CHICAGO (FOX 32 NEWS) - Chicago Police Officer Jason Van Dyke's exclusive TV interview with FOX 32 has prompted a strong reaction from Laquan McDonald’s family and community activists.
They suggest Van Dyke is talking to reporters as part of a calculated effort to influence potential jurors in his trial.
“If I was his attorneys, I would tell him to say exactly what he said,” said Reverend Martin Hunter.
Reverend Hunter was McDonald's great uncle. He's also been the family's spokesperson since McDonald was shot and killed by Officer Van Dyke. Now, he says Van Dyke's lawyers are trying to create their own narrative of what happened, one which doesn't match the facts: Sixteen shots at a teenager carrying a knife and walking away from the cops.
“This is clearly murder, this is clearly murder and the old additive, don't believe what your lying eyes see, does not apply, because this time we have a tape,” Hunter said.
Hunter says he's speaking out today only in the interests of justice.
“I’m certainly not going to do anything to try and influence anyone. I think that this tour, if it's nothing else, it is trying to write the narrative of what a juror should or shouldn't think,” Hunter said.

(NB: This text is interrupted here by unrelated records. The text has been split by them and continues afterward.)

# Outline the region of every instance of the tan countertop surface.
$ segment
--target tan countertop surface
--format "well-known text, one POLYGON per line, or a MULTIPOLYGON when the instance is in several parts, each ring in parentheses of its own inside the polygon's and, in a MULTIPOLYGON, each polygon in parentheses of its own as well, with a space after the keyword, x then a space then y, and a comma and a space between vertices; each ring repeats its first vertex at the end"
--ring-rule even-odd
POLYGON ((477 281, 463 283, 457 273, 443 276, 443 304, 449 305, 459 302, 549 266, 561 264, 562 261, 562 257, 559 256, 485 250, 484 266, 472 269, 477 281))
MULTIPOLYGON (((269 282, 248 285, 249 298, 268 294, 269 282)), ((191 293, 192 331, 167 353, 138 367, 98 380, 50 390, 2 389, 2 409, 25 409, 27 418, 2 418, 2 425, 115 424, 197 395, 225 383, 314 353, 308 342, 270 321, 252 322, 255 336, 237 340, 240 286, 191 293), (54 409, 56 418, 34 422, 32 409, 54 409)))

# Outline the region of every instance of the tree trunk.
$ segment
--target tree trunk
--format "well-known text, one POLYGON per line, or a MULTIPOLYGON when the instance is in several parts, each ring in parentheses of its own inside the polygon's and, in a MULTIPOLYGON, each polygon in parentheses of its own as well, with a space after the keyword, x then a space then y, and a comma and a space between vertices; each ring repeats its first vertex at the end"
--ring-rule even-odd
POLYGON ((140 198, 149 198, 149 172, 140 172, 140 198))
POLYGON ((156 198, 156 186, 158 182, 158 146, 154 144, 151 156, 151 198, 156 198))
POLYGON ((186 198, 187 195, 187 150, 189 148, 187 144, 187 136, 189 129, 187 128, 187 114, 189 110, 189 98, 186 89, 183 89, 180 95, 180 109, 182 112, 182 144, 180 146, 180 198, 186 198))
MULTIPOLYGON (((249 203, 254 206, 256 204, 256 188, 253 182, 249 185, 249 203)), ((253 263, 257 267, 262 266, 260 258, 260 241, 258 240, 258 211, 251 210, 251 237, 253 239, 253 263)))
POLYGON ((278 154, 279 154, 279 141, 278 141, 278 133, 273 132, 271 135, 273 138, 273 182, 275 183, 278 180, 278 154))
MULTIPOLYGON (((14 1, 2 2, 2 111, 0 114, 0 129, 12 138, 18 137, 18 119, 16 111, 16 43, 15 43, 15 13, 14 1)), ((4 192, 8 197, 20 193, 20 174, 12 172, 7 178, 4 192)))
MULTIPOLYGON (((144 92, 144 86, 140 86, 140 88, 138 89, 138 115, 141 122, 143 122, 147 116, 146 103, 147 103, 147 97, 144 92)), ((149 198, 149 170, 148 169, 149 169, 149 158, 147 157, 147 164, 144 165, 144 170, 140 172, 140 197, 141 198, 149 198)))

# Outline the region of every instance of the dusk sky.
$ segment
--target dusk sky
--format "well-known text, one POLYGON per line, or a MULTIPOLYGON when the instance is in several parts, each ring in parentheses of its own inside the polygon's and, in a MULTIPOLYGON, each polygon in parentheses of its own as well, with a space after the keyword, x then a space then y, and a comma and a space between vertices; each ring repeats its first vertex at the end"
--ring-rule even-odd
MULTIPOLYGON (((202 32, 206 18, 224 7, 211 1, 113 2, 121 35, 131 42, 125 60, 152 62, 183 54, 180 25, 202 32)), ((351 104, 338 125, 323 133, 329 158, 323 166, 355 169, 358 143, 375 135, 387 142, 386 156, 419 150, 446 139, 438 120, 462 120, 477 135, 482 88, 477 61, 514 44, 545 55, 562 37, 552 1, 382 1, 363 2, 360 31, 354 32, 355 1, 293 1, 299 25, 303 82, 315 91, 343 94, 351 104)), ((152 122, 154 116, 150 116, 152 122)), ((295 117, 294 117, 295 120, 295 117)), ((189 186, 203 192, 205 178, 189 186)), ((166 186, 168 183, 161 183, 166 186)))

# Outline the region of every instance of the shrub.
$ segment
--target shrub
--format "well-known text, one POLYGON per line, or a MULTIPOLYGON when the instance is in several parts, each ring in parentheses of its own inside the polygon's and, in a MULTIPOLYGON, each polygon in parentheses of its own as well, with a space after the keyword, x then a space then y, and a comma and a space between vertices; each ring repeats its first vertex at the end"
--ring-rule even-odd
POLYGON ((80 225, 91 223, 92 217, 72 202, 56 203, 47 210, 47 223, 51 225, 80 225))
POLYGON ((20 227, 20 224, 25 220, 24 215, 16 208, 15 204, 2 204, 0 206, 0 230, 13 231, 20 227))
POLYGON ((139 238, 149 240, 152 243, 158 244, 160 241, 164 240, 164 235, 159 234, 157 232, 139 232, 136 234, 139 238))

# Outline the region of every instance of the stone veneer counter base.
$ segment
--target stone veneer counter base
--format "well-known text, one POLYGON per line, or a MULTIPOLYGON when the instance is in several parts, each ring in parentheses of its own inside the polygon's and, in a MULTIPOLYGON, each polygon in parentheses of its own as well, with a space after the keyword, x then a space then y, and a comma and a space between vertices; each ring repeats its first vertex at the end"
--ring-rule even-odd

Attorney Jeff Neslund represented the McDonald Family in negotiations for a $5-million-dollar settlement with the city. He suggests Van Dyke's speaking out is trying to win over potential jurors before the trial even starts.
“I think it's a rather transparent attempt here to try to influence the jury pool. You go on this publicity tour a week before the trial starts. After asking for secrecy and filing everything under seal. I think it's a little obvious and transparent what the defense is trying to do here,” Neslund said.
Neslund says the McDonald family has difficulty hearing how tough the last few years have been for Van Dyke.
“They talk about the darkest day in his career? This is certainly the darkest day for the McDonald family as well,” Neslund said.
Community organizer William Calloway, who's helping to organize protests outside the Van Dyke courtroom next week, calls Van Dyke's interviews nothing more than “a sympathy tour.”
“He's a racist, murdering cop. He belongs in prison for the rest of his life as far as I’m concerned, as far as my community is concerned,” Calloway said.
Calloway says he listened to Van Dyke's interview and heard nothing to convince him that the officer did not commit first-degree murder when he fired sixteen shots at the 17-year-old teenager.
Calloway does not believe that Van Dyke's words are sincere.
“I don't feel he's genuine. I don’t feel that he has any remorse for what he did to Laquan McDonald on that October night. None whatsoever,” Calloway said.
A spokesman for the McDonald family says that without ever meeting Van Dyke, they can't know whether his feelings are genuine, but they do believe Van Dyke committed murder and they hope justice is done.